AI is rapidly changing how we work and what we can do. We’re nowhere near Artificial General Intelligence (AGI). I doubt we’ll get there using current techniques.
But serious money is being made. I know because I’m making some of it. There are public companies in the AI space that are delivering spectacular results.
- Palantir (PLTR) has political advantages, but they were ready for this with their in-depth approach and database training.
- Oracle (ORCL) has overcome its own past stupidity and become a major infrastructure player.
- ServiceNow (NOW) has brought the advantages of AI techniques to “the enterprise,” a term I hate but that refers to large business organizations.
There’s more hype than reality to AI today, but that doesn’t mean there isn’t a lot of reality. The problem is that it’s sometimes lost amidst the hype, with reporters doing “mean girls” stories about CEOs rather than analyzing what’s inside corporate sandboxes.
Incumbents vs. Insurgents

The move by Meta to buy Scale, actually to hire its 28 year old founder Alexander Wang, is of a type. Scale, as the name implies, is in the infrastructure space, where cash flow remains king. Meta has a ton of cash flow, $24 billion in the last year. But does this mean Meta is going to keep its crown?
Not necessarily. That’s because Meta’s markets, like those of Google, are under fierce attack. The kids don’t google things. They ask ChatGPT or Perplexity about things. Social networking is in a bad odor, it’s becoming what grandma and grandpa do, so there’s little growth there.
Both Meta and Google are making money with video, Reels and YouTube. They’re competing here with TikTok and X, especially in the developing world. But guess what? That’s not AI, and it’s certainly not where the big growth is. They’re both successful because they have the necessary digital infrastructure, on both the delivery side and business side. But doesn’t that make them just updated versions of AT&T? I suspect so.
Scale may get Meta faster monetization for Reels, but will it change the AI game?

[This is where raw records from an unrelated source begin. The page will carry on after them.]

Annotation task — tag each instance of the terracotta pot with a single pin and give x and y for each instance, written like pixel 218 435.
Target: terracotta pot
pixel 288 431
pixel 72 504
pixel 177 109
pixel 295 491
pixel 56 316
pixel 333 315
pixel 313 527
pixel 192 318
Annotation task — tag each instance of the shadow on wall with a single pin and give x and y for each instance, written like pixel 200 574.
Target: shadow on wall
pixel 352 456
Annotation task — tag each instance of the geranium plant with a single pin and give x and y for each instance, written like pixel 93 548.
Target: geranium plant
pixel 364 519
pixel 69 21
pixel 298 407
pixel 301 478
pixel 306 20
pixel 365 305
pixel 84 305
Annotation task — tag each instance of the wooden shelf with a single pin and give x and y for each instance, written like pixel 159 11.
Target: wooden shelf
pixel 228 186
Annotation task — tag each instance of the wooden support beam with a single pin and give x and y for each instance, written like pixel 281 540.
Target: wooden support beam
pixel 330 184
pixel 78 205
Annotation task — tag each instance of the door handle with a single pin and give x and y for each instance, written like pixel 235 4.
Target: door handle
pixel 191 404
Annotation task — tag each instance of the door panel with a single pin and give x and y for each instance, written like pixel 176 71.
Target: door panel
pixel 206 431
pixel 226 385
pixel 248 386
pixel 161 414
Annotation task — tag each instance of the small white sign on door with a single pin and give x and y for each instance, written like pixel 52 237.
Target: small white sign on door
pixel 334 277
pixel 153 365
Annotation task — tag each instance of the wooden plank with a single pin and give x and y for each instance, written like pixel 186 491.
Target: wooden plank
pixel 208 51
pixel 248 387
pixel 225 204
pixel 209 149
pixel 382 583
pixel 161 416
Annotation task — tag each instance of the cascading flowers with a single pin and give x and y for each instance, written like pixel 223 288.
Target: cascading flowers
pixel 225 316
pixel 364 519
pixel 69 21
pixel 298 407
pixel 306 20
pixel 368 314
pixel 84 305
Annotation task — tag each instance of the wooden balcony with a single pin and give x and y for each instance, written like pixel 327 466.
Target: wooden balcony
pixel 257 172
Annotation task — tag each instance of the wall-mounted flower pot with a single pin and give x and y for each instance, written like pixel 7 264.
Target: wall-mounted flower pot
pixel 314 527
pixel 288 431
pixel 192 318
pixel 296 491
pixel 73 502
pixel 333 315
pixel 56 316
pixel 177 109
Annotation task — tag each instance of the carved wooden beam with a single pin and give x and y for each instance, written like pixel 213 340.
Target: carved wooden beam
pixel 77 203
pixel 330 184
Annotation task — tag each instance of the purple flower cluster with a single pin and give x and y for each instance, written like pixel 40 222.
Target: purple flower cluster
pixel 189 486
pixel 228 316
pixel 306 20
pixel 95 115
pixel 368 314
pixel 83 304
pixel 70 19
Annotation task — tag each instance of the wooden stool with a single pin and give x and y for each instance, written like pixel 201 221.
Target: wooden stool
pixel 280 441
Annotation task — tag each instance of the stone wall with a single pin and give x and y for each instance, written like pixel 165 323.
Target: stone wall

Profits Matter in Software

This is the “great game” AI giants are playing, and they’re losing. OpenAI may bring in $12.7 billion of revenue this year. But it may be spending $27 billion to bring in that money. It’s little things like that from which big crashes grow. If OpenAI can’t narrow the gap, investors could sour on the whole AI complex, which is driven by hype, by hope, and by the promise of unlimited growth.
While everyone is looking at “big software” to dominate, like Large Language Models, I suspect it’s “little AI” that will make the profits. I’m talking about targeted solutions, small databases, agents, things that drive productivity and programs that don’t think they’re real boys and girls.
For me, that makes ServiceNow the one to watch. Small databases and agents are their meat. They’re making big profits there right now, helping customers implement successful agent systems, building out what it calls an operating system for agent software.
AI is not a product of clouds. It’s a product of databases. ServiceNow CEO Bill McDermott has been in the database game for over 20 years, and his are the results I’m going to be looking at most closely over the next year, to see where AI is really going.